The greater Houston area has replaced New York City as the largest goods exporting region of the US, official data have shown, thanks to the energy boom that is reshaping the country’s industrial landscape.
Houston’s exports have been powered by the surge in oil and natural gas production from shale reserves, which has created cheap feedstocks for the region’s refineries and petrochemical plants.
The metropolitan area’s exports were worth $110.3bn in 2012, up 5.6 per cent from last year, pushing the New York area into second place after a 2.7 per cent drop to $102.3bn.
The data are for goods exports only, and New York’s service sector would probably make it the largest US area for total exports. Exports from the New York region were hit by tropical storm Sandy last year.
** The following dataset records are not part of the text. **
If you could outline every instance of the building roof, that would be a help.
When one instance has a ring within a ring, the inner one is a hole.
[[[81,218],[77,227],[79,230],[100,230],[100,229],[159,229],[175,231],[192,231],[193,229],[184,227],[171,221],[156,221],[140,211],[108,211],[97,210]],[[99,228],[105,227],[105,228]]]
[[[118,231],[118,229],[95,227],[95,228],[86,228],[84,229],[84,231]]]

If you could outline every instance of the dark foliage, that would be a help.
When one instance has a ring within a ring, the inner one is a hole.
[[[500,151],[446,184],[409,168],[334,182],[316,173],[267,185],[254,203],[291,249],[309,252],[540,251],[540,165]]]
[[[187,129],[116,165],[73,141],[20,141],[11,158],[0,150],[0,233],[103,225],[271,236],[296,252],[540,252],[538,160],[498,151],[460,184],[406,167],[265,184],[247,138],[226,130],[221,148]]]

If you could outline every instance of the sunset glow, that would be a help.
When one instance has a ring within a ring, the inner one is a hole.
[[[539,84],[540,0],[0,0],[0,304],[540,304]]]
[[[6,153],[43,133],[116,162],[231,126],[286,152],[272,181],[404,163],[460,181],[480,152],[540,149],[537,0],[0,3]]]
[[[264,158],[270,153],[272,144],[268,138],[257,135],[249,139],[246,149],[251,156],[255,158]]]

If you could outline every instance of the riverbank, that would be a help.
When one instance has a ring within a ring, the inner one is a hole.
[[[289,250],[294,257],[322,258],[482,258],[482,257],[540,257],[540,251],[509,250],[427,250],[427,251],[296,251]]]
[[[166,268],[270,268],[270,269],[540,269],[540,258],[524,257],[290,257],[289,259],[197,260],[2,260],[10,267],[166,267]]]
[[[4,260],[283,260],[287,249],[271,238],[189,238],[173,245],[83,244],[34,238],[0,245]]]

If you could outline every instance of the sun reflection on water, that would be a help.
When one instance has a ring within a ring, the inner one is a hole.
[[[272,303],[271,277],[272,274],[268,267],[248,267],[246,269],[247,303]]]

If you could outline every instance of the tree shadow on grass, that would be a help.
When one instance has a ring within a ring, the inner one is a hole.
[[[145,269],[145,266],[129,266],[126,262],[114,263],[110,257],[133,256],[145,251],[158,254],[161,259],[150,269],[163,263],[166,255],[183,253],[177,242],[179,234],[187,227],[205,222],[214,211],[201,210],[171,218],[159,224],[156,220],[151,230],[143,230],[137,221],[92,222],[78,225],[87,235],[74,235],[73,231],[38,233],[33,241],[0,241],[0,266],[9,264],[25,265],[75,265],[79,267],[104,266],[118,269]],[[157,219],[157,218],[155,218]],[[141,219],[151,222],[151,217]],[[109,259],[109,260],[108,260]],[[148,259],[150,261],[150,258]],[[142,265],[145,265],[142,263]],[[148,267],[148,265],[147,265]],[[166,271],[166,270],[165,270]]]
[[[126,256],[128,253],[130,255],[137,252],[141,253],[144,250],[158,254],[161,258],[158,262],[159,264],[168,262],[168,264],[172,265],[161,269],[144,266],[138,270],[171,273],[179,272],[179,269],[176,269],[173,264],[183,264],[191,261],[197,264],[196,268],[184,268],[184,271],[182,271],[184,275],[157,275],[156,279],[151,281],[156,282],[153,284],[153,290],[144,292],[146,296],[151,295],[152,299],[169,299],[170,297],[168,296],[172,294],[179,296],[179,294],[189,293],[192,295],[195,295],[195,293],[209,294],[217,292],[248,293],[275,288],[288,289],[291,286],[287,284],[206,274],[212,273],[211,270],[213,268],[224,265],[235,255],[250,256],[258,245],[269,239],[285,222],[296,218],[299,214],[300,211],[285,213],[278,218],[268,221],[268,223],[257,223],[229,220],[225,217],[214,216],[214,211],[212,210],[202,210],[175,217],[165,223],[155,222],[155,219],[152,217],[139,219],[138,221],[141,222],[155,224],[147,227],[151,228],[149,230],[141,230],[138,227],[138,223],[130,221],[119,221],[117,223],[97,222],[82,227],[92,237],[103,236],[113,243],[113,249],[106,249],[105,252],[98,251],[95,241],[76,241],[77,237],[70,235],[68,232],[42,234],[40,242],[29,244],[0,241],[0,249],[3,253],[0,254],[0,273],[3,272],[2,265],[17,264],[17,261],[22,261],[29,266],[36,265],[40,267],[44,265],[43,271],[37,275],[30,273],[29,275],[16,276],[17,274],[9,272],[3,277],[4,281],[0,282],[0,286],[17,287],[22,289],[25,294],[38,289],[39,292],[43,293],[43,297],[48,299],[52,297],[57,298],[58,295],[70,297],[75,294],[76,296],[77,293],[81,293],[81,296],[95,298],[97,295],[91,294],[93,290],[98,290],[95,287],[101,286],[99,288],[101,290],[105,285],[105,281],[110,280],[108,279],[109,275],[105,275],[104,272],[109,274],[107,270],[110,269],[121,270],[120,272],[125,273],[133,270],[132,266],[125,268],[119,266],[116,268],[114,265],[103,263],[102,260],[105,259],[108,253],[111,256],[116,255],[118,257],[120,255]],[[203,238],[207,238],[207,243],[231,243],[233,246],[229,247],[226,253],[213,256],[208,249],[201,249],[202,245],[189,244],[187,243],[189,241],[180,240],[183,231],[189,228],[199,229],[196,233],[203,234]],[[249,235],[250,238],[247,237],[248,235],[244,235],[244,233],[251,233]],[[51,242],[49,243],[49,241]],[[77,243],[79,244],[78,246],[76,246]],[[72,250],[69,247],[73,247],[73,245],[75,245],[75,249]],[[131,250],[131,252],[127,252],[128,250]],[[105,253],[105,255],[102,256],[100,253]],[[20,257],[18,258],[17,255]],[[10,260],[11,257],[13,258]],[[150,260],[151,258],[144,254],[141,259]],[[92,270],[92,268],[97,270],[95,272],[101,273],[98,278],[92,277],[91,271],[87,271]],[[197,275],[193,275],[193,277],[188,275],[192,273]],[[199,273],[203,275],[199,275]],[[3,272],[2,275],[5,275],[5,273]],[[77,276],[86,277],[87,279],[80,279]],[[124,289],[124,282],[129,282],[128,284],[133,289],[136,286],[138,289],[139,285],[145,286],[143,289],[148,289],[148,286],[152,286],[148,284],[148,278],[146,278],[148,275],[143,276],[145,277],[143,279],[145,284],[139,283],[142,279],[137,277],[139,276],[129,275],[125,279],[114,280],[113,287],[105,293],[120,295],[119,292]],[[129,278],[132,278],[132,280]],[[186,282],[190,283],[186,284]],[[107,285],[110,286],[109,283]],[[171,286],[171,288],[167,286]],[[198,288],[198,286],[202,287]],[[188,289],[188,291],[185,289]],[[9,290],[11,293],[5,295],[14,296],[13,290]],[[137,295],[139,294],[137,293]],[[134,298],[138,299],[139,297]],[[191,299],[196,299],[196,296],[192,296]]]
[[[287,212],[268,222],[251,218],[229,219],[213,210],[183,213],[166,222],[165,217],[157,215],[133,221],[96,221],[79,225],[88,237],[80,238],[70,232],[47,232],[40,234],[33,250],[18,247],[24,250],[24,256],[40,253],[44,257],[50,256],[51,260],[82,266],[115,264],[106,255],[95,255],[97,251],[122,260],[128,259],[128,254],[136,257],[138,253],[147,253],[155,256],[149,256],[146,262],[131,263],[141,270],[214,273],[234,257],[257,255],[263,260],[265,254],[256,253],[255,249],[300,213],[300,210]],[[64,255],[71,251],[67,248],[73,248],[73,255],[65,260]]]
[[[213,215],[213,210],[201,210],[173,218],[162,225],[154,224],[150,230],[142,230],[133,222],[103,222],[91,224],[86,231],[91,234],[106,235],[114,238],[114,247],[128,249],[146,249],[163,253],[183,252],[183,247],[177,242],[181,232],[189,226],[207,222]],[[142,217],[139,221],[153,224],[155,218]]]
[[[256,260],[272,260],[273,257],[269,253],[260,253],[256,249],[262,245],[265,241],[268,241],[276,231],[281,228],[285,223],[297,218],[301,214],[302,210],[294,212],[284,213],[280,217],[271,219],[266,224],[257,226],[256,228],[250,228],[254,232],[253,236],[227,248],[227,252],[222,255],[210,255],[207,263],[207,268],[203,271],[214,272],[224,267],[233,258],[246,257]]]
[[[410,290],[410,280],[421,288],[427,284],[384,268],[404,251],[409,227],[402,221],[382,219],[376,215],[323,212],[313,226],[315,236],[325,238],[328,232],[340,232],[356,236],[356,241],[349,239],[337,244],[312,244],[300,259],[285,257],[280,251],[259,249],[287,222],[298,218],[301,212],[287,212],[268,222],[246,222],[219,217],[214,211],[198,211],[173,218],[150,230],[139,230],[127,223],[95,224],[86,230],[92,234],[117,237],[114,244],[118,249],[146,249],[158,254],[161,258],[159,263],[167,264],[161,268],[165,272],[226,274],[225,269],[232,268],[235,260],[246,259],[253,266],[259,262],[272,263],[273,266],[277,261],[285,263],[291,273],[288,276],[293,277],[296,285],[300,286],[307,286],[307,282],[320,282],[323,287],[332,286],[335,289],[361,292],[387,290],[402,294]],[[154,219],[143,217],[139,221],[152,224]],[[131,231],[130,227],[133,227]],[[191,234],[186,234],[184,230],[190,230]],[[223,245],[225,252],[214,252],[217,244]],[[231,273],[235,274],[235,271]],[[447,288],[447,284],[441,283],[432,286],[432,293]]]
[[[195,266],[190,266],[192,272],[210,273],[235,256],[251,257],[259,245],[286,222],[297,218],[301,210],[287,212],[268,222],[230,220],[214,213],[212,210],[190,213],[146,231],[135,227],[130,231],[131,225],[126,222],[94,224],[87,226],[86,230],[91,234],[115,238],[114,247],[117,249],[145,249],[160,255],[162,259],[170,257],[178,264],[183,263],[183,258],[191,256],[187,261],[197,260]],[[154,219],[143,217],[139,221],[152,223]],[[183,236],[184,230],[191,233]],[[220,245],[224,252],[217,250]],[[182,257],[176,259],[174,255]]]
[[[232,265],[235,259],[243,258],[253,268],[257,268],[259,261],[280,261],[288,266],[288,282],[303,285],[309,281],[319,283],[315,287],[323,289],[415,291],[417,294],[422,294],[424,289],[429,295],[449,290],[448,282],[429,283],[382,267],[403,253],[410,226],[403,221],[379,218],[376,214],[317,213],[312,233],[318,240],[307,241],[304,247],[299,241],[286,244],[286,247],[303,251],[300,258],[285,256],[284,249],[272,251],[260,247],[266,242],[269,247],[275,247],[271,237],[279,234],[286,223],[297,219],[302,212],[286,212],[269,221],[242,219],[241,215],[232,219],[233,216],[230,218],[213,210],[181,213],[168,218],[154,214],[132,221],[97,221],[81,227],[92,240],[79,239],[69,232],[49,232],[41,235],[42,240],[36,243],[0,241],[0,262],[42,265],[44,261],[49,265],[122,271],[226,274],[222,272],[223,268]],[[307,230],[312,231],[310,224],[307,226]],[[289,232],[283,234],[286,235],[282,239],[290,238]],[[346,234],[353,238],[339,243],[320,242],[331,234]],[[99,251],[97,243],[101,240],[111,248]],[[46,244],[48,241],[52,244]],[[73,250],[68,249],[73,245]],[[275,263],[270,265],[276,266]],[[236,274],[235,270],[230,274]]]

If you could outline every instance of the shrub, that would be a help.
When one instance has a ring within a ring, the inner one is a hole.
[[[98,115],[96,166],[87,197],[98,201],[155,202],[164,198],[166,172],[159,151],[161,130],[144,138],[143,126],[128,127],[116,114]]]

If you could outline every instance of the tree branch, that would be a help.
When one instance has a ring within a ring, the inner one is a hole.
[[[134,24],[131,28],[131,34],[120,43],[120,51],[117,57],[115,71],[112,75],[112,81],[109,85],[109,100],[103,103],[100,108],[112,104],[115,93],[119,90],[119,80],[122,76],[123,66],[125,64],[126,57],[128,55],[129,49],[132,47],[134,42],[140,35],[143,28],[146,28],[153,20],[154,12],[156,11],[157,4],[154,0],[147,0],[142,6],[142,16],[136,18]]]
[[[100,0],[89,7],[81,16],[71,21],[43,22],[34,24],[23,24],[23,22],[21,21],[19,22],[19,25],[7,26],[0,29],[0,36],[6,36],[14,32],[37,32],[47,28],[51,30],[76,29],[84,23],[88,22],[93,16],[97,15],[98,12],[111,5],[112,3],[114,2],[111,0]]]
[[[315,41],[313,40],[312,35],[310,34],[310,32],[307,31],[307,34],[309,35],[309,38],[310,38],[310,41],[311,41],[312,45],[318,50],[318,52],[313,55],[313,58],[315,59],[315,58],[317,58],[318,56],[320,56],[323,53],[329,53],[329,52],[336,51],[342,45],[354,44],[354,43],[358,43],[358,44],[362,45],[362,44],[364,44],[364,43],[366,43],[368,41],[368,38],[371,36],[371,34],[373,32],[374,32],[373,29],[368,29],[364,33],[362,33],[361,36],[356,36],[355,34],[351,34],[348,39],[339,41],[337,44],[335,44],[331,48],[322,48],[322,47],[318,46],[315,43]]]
Nevertheless, the rise of Houston, and Texas generally, is a sign of the wider economic benefits created by the boom in oil and gas production.
The largest component of Houston’s exports, accounting for a third of the total at $37bn, is petroleum and coal products, reflecting soaring US sales of products such as diesel, petrol and liquefied petroleum gas, which more than doubled between 2007 and 2012.
US refineries have had a competitive advantage as a result of ample supplies of onshore oil, which depressed domestic crude prices relative to international benchmarks, although that gap has now largely closed.
The second-largest category of Houston’s exports is chemicals, worth $31bn last year, which benefited from cheap natural gas used as a raw material for many commonly used products.
Patrick Jankowski of the Greater Houston Partnership, a business-backed body that seeks to promote trade and investment in the area, said: “We’ve had this incredible natural gas boom going on, and it has made it cheaper to manufacture chemicals in the US than it is in most other places in the world.”
He added that Houston’s 25 mile-long port complex enabled low-cost exports of commodities such as petrochemicals.
Mark Muro of the Brookings Institution, a think-tank, said the city’s “increasingly global ethos” was also a factor in its export success.
“Houston has a big airport serving a lot of international flights, and an increasingly international mentality, built up from its global position in energy and the importance of the port,” he said.
About 28 per cent of Houston’s population was born outside the US, putting it in the top 10 of large US cities for foreign-born residents.
In another sign of the region’s international perspective, direct commercial flights from Houston to Beijing began on Thursday, run by Air China.
As well as fossil fuel products, the Houston region also has significant exports of manufactured goods including machinery and electronics.
Although the latest numbers are for goods exports only, the shift away from New York and towards Houston echoes the US economy’s tilt away from financial services and towards energy.
Since the start of the recession at the end of 2007, the New York area has added a net 75,000 jobs, a 0.9 per cent increase, while Houston has added 195,000, a rise of 7.5 per cent.